Simon K wrote:
...as well as further allowances of cinnamon and cloves to flavour home made cakes -but no extra eggs,butter or flour to make them with. The newspapers, instead, printed recipies telling women how to bake cakes with no eggs and almost no fat
Anthony Read & David Fisher - The Fall of Berlin - Pimlico 1993. P71
Reduction of fats available to German civilians had begun in the mid-30s, and levels of most of them continued to be reduced throughout the war. The concept behind Goering’s 1936 “guns instead of butter” speech was already being put into practice well before the war began. But in fact, it wasn’t butter that was most drastically reduced; Richard Grunberger in The 12-Year Reich: A Social History of Nazi Germany 1933-1945
(p. 206) indicates that butter allocation remained a relatively constant 9kg per person per year from peacetime throughout the war, although with a ten per cent increase in price, and that the ration was even increased by ten per cent during the period of victories in 1940-41.
But margarine and other fats, typically consumed more often than butter by the lower classes, dropped steadily in both quantity and quality. Grunberger indicates that margarine was largely an imported product, and because of Germany’s policies of self-sufficiency, its consumption had already been reduced by the latter years of the prewar period to around 9kg per capita per year, similar to the allocated amounts of butter. However, its availability fell to around 3½ kg during the first half of the war and was further reduced to less than 3kg by the end of the war. Consumption of fats other than butter and margarine averaged 7kg in 1938, dropped to about three-quarters of that during the early years of the war, to 2¾ kg by the end of the war.
The 1943 Reichsfettkarte
below generally bears out the lower late war figures, with a ration of 200g of margarine per four-week period, or 2.6kg per year. 500g of butter was available per four-week ration period, with an additional 500g possible with the Bestellschein
, for a total of 6.5 – 13kg per year. (Interestingly, the back of the card has recipes for making soup and porridge from millet—using one form of ersatz to advertise another?)
Added to the reductions in the quantities of most fats available under the rationing system, both nutritional value and taste were undercut with the increasing adulteration of fats with lower quality vegetable products and chemicals. Howard K. Smith, who worked in Berlin for the Columbia Broadcasting System during the last half of 1941, after speaking of the decline in the quantity and quality of meat, comments on fats in his book Last Train from Berlin
It is not as easy to measure other foodstuffs. The quality of fats, for instance, is so elastic that its nutritive value can be reduced by dilution to a great extent before the change becomes perceptible—a device which the food ministry took full advantage of regarding cooking fats, lard, and oil. In the long run this can only be noticed by its bad effect on the health and strength of the people, which eventually made itself visible.
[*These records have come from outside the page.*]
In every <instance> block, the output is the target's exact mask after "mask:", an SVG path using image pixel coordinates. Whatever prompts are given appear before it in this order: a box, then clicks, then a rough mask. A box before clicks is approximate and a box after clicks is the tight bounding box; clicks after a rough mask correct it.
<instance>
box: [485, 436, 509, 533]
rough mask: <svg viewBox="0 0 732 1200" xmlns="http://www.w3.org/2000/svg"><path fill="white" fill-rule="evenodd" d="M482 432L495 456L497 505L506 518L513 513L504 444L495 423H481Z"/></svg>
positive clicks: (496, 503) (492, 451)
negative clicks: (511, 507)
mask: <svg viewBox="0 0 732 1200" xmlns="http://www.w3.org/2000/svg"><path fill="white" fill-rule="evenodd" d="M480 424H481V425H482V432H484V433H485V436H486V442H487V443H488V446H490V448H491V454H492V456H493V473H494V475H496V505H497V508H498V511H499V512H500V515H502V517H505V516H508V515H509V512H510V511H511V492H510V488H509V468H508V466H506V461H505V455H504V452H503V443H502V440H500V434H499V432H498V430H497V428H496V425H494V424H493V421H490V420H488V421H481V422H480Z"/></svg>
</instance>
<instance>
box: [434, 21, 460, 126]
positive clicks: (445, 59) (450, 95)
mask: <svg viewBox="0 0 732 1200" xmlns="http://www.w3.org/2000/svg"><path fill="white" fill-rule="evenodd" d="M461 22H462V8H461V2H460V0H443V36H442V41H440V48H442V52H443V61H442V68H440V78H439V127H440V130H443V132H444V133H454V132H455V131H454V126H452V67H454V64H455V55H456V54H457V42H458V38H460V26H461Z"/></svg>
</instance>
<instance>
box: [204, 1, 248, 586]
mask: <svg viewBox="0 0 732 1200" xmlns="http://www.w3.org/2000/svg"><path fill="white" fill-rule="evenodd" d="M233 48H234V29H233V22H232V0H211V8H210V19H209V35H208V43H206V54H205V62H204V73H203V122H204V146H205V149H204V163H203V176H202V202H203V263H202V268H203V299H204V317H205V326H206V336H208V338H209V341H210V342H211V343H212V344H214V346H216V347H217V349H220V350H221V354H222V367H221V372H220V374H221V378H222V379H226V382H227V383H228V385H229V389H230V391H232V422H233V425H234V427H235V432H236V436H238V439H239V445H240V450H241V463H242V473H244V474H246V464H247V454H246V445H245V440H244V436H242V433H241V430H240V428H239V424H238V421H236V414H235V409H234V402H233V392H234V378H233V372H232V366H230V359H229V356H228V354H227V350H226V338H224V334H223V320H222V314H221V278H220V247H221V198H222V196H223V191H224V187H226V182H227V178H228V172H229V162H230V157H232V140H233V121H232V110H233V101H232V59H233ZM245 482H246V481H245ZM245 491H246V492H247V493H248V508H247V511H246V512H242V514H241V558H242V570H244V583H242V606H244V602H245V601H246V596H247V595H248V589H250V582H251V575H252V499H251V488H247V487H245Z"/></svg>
But the fact that dilution was occurring became obvious before this effect set in, for the eastern front drained away already scare fats so quickly that swift and large reductions had to be made within a very short period, and the stage of perceptibility was entered early after the beginning of the campaign. I experienced it twice and had to abandon the relatively good meals of the Press Club on its own doorstep a few minutes after I had eaten them. After the second occasion, I began having my meals in my apartment most of the time, eating meat imported from Switzerland and butter from Denmark. On one occasion a German friend who ate this food at my table grew nauseated and ill because, she said, the fat was too rich and plentiful for her constitution after having survived on German fats for two years. The fact is, that the only decent fats in Germany are shipped off to the east for the troops. What civilian food is prepared with is a weak Ersatz, which is made by filtering restaurant rubbish in a special contrivance all restaurants have been forced to install in their kitchens. It is given some sort of flavour by the addition of chemicals.